- Leader: Vahan Badasyan
- Founded: December 22, 2018
- Headquarters: Stepanakert
- Ideology: Armenian nationalism United Armenia (Armenia-Artsakh unification)
- Political position: Centre
- Slogan: "Unification"

= United Armenia Party =

The United Armenia Party (Միացյալ Հայաստան կուսակցություն) was an Armenian political party in Artsakh.

==History==
The United Armenia Party was established on 22 December, 2018. In July 2019, party members called on former President of Artsakh Bako Sahakyan to resign, citing concerns over corruption. The party also voiced concern over growing poverty in Artsakh.

On 23 December 2019, it was announced that party leader Vahan Badasyan would run for the presidency of Artsakh and that he would lead the party in the 2020 Artsakhian general election. Badasyan was nominated unanimously during a party congress.

==Ideology==
The party's principle ideology is the establishment of a United Armenia. Party leader Badasyan has stated, "The two Armenian states should unite in the near future in a peaceful and smooth way and become one Mighty Homeland - the United Homeland."

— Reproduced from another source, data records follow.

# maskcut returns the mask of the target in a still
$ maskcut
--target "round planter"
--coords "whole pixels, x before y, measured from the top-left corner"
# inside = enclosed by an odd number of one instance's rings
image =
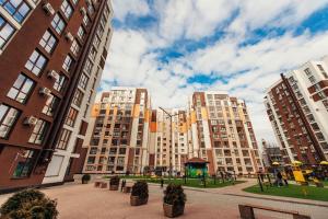
[[[109,185],[109,191],[118,191],[118,185]]]
[[[175,218],[184,215],[185,205],[168,205],[163,203],[164,216],[168,218]]]
[[[145,205],[148,203],[148,198],[140,198],[139,196],[130,196],[131,206],[140,206]]]

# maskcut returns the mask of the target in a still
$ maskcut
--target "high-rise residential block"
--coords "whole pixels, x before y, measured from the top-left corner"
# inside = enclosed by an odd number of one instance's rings
[[[195,92],[189,104],[194,157],[209,161],[209,173],[256,173],[258,146],[244,101],[225,92]]]
[[[0,191],[81,168],[112,14],[109,0],[0,1]]]
[[[281,74],[265,104],[286,163],[328,159],[328,57]]]
[[[151,119],[145,89],[113,88],[92,110],[85,173],[140,173],[149,166]]]

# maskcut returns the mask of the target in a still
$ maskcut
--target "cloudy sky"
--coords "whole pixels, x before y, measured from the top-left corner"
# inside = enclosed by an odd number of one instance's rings
[[[328,54],[328,0],[112,1],[99,91],[147,88],[154,107],[184,107],[194,91],[229,91],[247,102],[258,140],[274,141],[266,88]]]

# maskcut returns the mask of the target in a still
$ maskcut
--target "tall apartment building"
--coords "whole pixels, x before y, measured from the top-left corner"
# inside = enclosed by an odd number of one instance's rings
[[[94,105],[85,173],[140,173],[149,166],[151,101],[145,89],[113,88]]]
[[[328,159],[328,57],[281,74],[265,104],[286,163]]]
[[[244,101],[224,92],[195,92],[190,100],[194,157],[208,160],[209,173],[255,173],[258,146]]]
[[[0,1],[0,191],[79,169],[112,13],[105,0]]]

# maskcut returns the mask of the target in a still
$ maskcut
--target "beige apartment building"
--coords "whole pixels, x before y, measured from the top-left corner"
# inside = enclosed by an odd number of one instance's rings
[[[255,173],[261,166],[242,100],[223,92],[195,92],[187,110],[151,108],[144,89],[113,88],[93,108],[84,147],[85,173],[184,174],[185,162],[209,161],[209,172]]]

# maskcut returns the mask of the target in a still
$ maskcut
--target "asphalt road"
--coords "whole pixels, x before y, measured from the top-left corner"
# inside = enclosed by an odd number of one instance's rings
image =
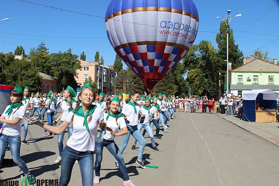
[[[123,157],[136,186],[279,185],[279,147],[215,114],[176,112],[175,115],[169,122],[170,132],[160,131],[162,139],[155,139],[159,151],[153,151],[150,139],[146,138],[145,164],[158,168],[143,169],[135,163],[138,148],[131,150],[133,138],[130,137]],[[21,155],[36,179],[59,179],[60,165],[54,163],[58,153],[57,137],[44,137],[43,131],[29,126],[30,144],[22,144]],[[65,133],[64,145],[67,139]],[[116,137],[119,146],[121,140]],[[11,158],[9,151],[5,158]],[[104,149],[100,186],[122,185],[122,175],[114,162],[114,157]],[[0,179],[20,181],[22,172],[15,164],[1,170]],[[69,186],[81,183],[78,164],[75,164]]]

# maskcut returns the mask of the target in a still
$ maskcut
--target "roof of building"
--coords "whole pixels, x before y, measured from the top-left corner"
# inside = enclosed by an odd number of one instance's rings
[[[279,65],[256,59],[233,69],[235,72],[279,72]]]
[[[42,77],[43,80],[58,80],[57,78],[52,77],[52,76],[48,75],[47,74],[44,74],[42,72],[39,72],[39,75]]]

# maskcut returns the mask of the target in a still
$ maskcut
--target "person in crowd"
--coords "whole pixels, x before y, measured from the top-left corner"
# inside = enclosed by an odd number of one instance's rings
[[[0,122],[3,123],[0,130],[0,167],[5,157],[6,149],[9,145],[13,160],[24,175],[27,176],[29,184],[33,184],[35,177],[31,174],[25,162],[20,157],[20,124],[26,108],[22,102],[23,94],[22,88],[16,85],[10,93],[10,99],[12,104],[6,107],[0,116]],[[25,95],[28,95],[25,94]],[[25,100],[26,99],[25,102]],[[27,102],[26,101],[26,104]]]

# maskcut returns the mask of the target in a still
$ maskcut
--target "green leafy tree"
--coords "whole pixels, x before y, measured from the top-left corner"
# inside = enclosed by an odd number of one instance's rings
[[[84,54],[84,52],[82,52],[82,53],[80,54],[80,60],[82,61],[86,60],[86,55]]]
[[[122,63],[122,60],[121,58],[118,56],[117,54],[115,56],[115,60],[114,61],[114,63],[113,64],[113,69],[116,71],[116,72],[120,72],[121,69],[123,68],[123,63]]]
[[[95,54],[95,61],[96,62],[100,62],[100,54],[99,54],[99,52],[98,51],[96,52],[96,54]]]
[[[267,55],[268,55],[268,52],[265,51],[265,52],[264,53],[261,50],[259,50],[259,49],[257,48],[255,50],[255,52],[251,54],[250,56],[252,57],[253,60],[259,59],[265,61],[271,62],[272,61],[271,58],[268,57]]]
[[[100,62],[100,64],[103,65],[104,62],[104,60],[102,58],[102,56],[101,56],[101,62]]]
[[[96,83],[95,83],[95,82],[93,82],[93,81],[92,80],[92,79],[90,76],[89,76],[88,79],[86,78],[85,79],[85,80],[84,80],[84,82],[83,82],[83,85],[82,86],[82,88],[83,88],[84,85],[87,84],[87,83],[88,82],[89,83],[89,84],[90,85],[90,86],[91,86],[93,90],[94,90],[95,94],[97,94],[98,93],[98,87],[96,84]]]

Party leader Vahan Badasyan is closely allied with Armenia's prime minister Nikol Pashinyan and believes that Artsakh should closely adhere to Pashinyan's inspiring 'renewal' philosophy which sparked the 2018 Armenian revolution. Badasyan is one of the few political figures in Artsakh who supports Pashinyan's reformist agenda.

==Electoral record==
Following the 2020 election, the party gained just 1.03% of the votes after the first round of voting, failing to qualify for the second round. Furthermore, the party failed to gain any seats in the National Assembly. Currently, the party acts as an extra-parliamentary force.